Would Mayer continue to run the U.S.-plus portion of TikTok under Microsoft CEO Satya Nadella? Would he stay at ByteDance to run the remainder of the application? The latter seems unlikely given Mayer lives in southern California and was hired to improve content offerings and steward monetization opportunities in the U.S.
Microsoft's expertise is enterprise software. It's unclear the company has someone on staff that would be a clear fit to run the company. If Mayer departed ByteDance to move with the U.S. operations of TikTok, ByteDance would then need a new CEO to run operations in the rest of the world.
With Mayer so new to the job, Microsoft could bring in an external hand-picked CEO to run the assets.
As the companies negotiate terms with the U.S. government, the structure of the deal will affect the price tag.
Projecting TikTok's value is highly speculative at this point. Most of the value simply hasn't been created because the company is just started to put advertising mechanisms in place to capture user value. The Wall Street Journal reported the company projects it will have $1 billion in revenue this year and $6 billion next year.
Shifting the U.S., Canada, Australia and New Zealand away from the rest of the company will lower the price. Still, the deal will likely be in the tens of billions, according to a person familiar with the matter. The app has about 100 million American users, TikTok said last week, and the majority of its most-followed accounts are American.
"It's an exciting proposition for Microsoft," said Steve Ballmer, Microsoft's largest shareholder and former CEO, in an interview with CNBC Monday. "Obviously it depends on the price as well as whatever restrictions come with it from a government perspective."
Microsoft made a particular point to say it was open to inviting "other American investors to participate on a minority basis" in the TikTok deal.
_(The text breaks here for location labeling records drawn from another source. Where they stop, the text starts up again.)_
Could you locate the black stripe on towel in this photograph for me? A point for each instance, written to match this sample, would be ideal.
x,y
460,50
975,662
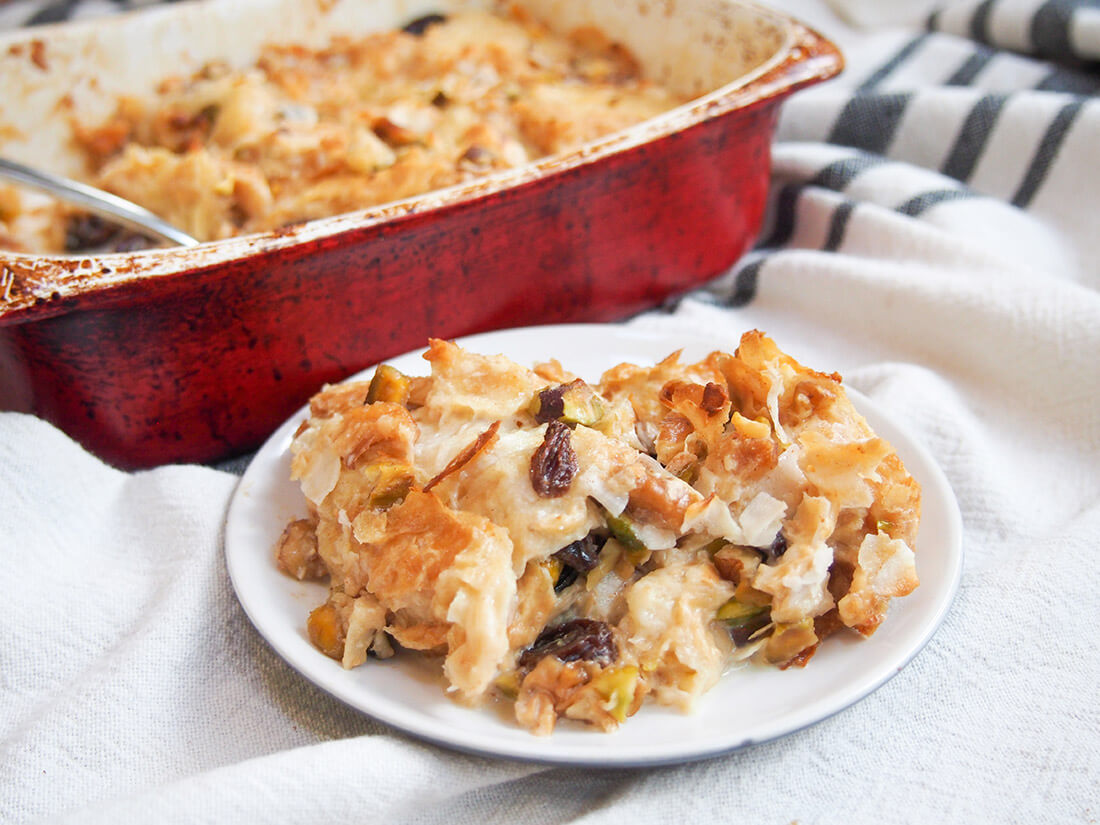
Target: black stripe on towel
x,y
890,66
54,12
838,224
870,121
838,174
1068,80
915,207
972,136
1045,154
1049,29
Microsoft doesn't need the money. It's possible Microsoft is keeping the door open for current investors in ByteDance, such as SoftBank Group, Sequoia, General Atlantic, Tiger Global Management, KKR, and NEA to roll over their investments. The company could also be open to taking money from other strategic investors, such as big media companies, who may want a piece of TikTok and could provide expertise in other areas.
Owning a piece of TikTok would be enticing for a lot of companies. The video-sharing application is poised for a huge spike in valuation if it can pull off its advertising integration.
Finally, Microsoft was close to ironing out a structure for a deal over the weekend. Now the deadline on a deal is Sept. 15. Could the framework ByteDance worked out with Microsoft lead to another buyer making an offer for TikTok? Would the U.S. government be amenable to any company other than Microsoft getting a deal done?
There are only so many companies that could easily afford TikTok. And some of those companies -- such as Amazon, Apple and Google -- just testified in front of Congress Wednesday for potentially having too much power over American consumers. Nonetheless, it's rare that a consumer technology asset with as much upside as TikTok comes on the market, so other companies could certainly kick the tires.